Klasse und Interface


Eine Klasse ist der Typ eines Objektes. Objekte haben einen internen Zustand, der nur durch Operationen verändert oder sondiert werden darf. Klassen können voneinander abgeleitet sein, wodurch die Unterklasse Eigenschaften (Zustand und Verhalten) von der Oberklasse übernimmt. Der Zustand kann in Unterklassen erweitert und Verhalten abgeändert werden.
Die Menge der Operationen einer Klasse ist ihre Schnittstelle.


Interfaces sind lediglich eine Menge von Operationen ohne Implementierung. Klassen können Interfaces implementieren, wodurch Objekte dieser Klassen unter der Sicht des entsprechenden Interfaces benutzt werden können.

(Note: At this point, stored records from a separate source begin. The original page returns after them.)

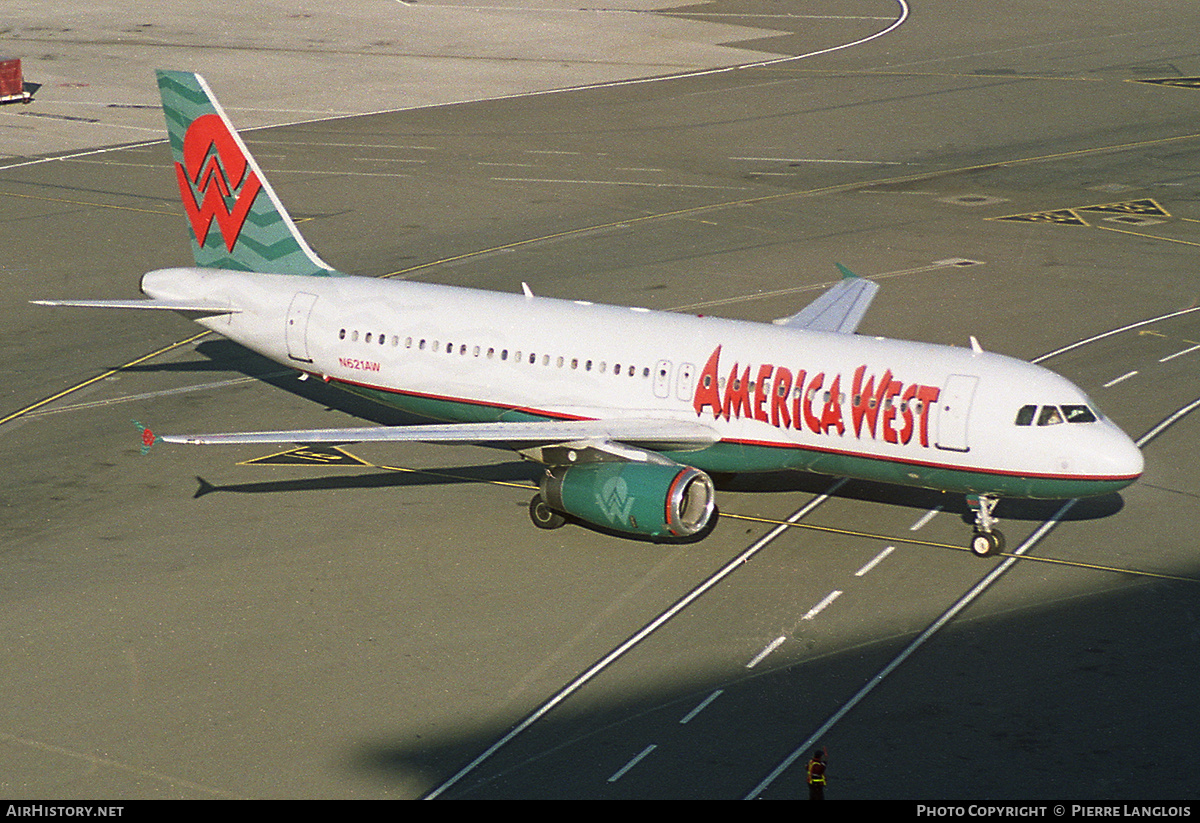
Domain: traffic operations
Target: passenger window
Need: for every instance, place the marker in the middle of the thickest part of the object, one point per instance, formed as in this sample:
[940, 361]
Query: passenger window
[1078, 414]
[1049, 416]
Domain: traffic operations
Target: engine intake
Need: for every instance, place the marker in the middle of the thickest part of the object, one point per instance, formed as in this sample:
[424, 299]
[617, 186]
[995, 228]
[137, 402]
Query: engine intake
[654, 499]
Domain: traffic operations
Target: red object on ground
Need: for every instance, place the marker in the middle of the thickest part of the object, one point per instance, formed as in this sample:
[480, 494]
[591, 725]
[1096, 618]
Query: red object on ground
[12, 83]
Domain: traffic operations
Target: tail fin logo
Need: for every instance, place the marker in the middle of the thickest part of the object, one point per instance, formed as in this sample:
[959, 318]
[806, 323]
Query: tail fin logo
[215, 180]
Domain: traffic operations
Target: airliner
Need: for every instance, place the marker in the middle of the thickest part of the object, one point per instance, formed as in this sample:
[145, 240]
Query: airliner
[630, 412]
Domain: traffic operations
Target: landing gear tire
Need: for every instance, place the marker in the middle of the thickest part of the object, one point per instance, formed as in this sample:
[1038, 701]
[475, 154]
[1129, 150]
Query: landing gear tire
[543, 516]
[988, 544]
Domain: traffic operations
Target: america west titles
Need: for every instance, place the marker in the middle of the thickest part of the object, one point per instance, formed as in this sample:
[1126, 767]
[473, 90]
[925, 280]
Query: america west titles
[880, 406]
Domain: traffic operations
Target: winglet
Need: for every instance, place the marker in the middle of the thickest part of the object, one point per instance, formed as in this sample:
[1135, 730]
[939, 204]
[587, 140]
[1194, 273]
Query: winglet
[839, 310]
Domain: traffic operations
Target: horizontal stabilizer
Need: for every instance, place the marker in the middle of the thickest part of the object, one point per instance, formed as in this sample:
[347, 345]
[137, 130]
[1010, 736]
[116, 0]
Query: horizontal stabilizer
[840, 308]
[660, 434]
[144, 304]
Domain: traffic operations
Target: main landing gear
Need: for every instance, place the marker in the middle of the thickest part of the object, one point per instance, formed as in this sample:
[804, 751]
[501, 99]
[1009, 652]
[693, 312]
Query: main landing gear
[987, 541]
[543, 516]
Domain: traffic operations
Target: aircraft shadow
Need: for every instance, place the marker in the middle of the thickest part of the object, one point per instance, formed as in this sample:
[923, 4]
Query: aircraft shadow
[919, 499]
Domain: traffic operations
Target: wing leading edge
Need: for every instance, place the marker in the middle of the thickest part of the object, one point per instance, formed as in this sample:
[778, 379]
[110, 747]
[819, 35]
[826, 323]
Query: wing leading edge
[646, 433]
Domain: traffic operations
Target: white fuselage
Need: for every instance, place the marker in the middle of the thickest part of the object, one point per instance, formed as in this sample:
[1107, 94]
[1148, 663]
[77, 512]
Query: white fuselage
[903, 412]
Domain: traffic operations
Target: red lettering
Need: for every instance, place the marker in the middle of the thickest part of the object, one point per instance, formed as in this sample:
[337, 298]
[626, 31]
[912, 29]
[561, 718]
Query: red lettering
[707, 392]
[779, 391]
[887, 400]
[813, 421]
[862, 403]
[798, 398]
[760, 392]
[831, 416]
[927, 396]
[906, 401]
[737, 394]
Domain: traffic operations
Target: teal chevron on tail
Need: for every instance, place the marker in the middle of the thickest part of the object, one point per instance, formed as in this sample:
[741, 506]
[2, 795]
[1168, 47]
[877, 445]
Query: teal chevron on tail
[235, 217]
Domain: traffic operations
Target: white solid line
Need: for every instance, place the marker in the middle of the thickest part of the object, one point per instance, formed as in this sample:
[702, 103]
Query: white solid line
[875, 562]
[1120, 379]
[637, 637]
[634, 762]
[1114, 331]
[963, 602]
[702, 706]
[816, 610]
[1173, 356]
[815, 160]
[771, 647]
[616, 182]
[929, 515]
[1167, 424]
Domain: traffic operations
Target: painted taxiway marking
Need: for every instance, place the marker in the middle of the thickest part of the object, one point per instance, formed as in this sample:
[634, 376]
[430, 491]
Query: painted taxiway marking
[95, 761]
[637, 637]
[703, 704]
[1179, 354]
[637, 758]
[31, 407]
[879, 558]
[928, 516]
[1120, 379]
[771, 647]
[921, 640]
[820, 607]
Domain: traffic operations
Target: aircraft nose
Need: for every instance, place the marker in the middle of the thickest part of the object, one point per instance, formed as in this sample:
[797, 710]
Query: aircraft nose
[1122, 456]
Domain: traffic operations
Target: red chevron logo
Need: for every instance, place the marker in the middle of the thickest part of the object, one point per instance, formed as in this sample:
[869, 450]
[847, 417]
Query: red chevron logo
[215, 180]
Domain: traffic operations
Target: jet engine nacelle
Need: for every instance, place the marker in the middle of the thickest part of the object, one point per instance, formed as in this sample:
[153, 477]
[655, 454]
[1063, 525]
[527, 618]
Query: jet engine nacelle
[654, 499]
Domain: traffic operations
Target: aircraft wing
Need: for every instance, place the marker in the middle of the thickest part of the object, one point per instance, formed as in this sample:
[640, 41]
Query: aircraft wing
[143, 304]
[647, 433]
[840, 308]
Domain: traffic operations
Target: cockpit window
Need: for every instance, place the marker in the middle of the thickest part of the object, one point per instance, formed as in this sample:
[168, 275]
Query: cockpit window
[1049, 416]
[1078, 414]
[1053, 415]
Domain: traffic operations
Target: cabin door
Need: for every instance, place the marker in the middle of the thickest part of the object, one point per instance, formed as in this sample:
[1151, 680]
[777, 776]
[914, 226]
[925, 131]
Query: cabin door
[954, 412]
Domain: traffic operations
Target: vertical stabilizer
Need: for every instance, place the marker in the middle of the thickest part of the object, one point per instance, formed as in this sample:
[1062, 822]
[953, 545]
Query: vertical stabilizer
[235, 217]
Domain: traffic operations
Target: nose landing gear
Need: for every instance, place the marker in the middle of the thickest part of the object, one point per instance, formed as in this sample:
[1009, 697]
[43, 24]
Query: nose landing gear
[987, 541]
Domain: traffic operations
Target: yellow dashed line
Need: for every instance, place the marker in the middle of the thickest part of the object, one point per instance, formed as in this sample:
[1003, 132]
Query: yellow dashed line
[100, 377]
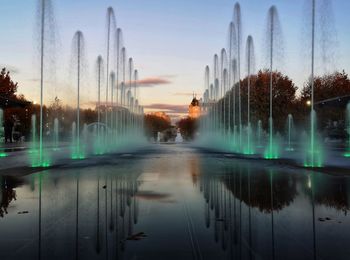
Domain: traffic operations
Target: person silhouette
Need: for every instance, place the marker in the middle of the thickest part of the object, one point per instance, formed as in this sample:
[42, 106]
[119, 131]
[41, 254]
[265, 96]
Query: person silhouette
[9, 123]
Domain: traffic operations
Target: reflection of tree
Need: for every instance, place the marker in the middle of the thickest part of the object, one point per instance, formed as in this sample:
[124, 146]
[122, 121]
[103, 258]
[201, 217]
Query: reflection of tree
[330, 191]
[8, 194]
[283, 187]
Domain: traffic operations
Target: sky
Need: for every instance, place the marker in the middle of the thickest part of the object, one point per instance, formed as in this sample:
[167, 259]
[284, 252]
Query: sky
[171, 42]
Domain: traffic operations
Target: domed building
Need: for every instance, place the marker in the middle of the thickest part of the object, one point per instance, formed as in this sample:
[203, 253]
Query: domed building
[194, 110]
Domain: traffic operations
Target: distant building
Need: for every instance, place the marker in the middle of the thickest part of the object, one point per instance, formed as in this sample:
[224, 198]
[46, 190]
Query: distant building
[194, 110]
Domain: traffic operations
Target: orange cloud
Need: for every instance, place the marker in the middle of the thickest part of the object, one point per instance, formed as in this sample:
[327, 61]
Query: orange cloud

Bearbeitet: Operation->Methode = Dynamisches Binden; Austauschen = Subtyp-Polymorphie

Das Aufrufen von Operationen an Objekten und das Auswählen der klassenspezifischen Methode, um die Operation auszuführen, nennt sich dynamisches Binden. Die Idee ist, dass der Aufruf einer Operation nicht fest an eine Methode gebunden ist, sondern flexibel zur Laufzeit ausgetauscht werden kann. Das Austauschen geschieht über Subtyp-Polymorphie (Subtypen sind die oben erwähnten Unterklassen; Polymorphie steht für Vielgestaltigkeit), d.h. Klassenvererbung und Überschreiben von Methoden. Diese Flexibilität ist Grundlage vieler Entwurfsmuster [Entwurfsmuster, vgl. S. 16] und wird als Technik im Abschnitt Imperativ-objektorientierte Fallunterscheidungen erläutert.

Struct


Structs stellen Typen von Werten dar, die nicht wie Objekte auf dem Heap sondern auf dem Aufrufstack gespeichert werden. Dieser Aspekt hat und Vor- und Nachteile, die erst betrachtet werden müssen, wenn Performanz eine Rolle spielt. Diese Betrachtung wird im Abschnitt Imperativ objektorientierte Typen vorgenommen.